Ward got loose for consecutive receptions for 25 and 24 yards midway through the fourth quarter to set up Jeff Reed’s third field goal for a 9-6 lead. Dixon also hit Mike Wallace for a 52-yarder, so his remaining completions basically were dinks and dump-offs.
This type of game plan leads to limited offense and low scores, which would appear to play into the Steelers’ hands if this game is an indication.
“Ever since I’ve been here, we’ve had a lot of close ball games,” Steelers defensive tackle Chris Hoke said. “That’s Steeler football. Since my rookie year, 10 years ago, it seemed like all the games have come down to the fourth quarter and are close games.
“Some go into overtime.
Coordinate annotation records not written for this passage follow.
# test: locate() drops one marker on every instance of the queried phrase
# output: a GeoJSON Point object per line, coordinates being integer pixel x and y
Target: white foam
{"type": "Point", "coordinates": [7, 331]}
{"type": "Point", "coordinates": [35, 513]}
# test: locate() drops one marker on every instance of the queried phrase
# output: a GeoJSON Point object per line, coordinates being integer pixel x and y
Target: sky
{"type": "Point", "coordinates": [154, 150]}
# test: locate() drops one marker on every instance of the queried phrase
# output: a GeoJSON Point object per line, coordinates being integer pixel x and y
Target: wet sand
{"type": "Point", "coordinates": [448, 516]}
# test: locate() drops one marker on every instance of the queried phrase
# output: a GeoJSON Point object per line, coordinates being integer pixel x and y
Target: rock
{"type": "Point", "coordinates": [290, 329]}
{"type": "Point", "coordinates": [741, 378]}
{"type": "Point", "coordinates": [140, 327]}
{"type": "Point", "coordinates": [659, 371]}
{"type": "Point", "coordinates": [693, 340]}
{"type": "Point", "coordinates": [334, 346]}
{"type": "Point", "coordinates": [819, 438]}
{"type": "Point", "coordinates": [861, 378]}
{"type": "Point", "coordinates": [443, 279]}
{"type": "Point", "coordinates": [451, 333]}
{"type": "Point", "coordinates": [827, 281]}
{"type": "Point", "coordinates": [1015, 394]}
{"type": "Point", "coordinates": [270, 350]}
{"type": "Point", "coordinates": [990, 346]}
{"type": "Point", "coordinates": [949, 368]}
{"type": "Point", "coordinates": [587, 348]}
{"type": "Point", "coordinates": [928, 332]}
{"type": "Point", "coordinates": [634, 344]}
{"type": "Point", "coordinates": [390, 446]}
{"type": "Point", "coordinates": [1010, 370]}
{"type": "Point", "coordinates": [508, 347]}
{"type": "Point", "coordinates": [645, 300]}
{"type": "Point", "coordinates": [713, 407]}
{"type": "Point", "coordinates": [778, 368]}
So, we’re ready for that, and we’re going to keep going out there and playing tough defense. The offense, they did all right, but they’ll keep working at it and will get better every week.”
Rashard Mendenhall ran for 50 yards on the first play from scrimmage in overtime to give the Steelers their only touchdown on the day and a 15-9 victory. But he didn’t do much other than that, a 3.3-yard average on 21 carries. He played raced around right end cleanly, however, for the winning score and appeared to run hard all day.
“Once I got to the outside, I knew it would be on me against their safety, and I just had my eyes on him the whole time,” Mendenhall said. “He nicked my foot, so I had to concentrate on staying up and staying inbounds. … The game was over, ending like that, so I was really excited when I got into the end zone.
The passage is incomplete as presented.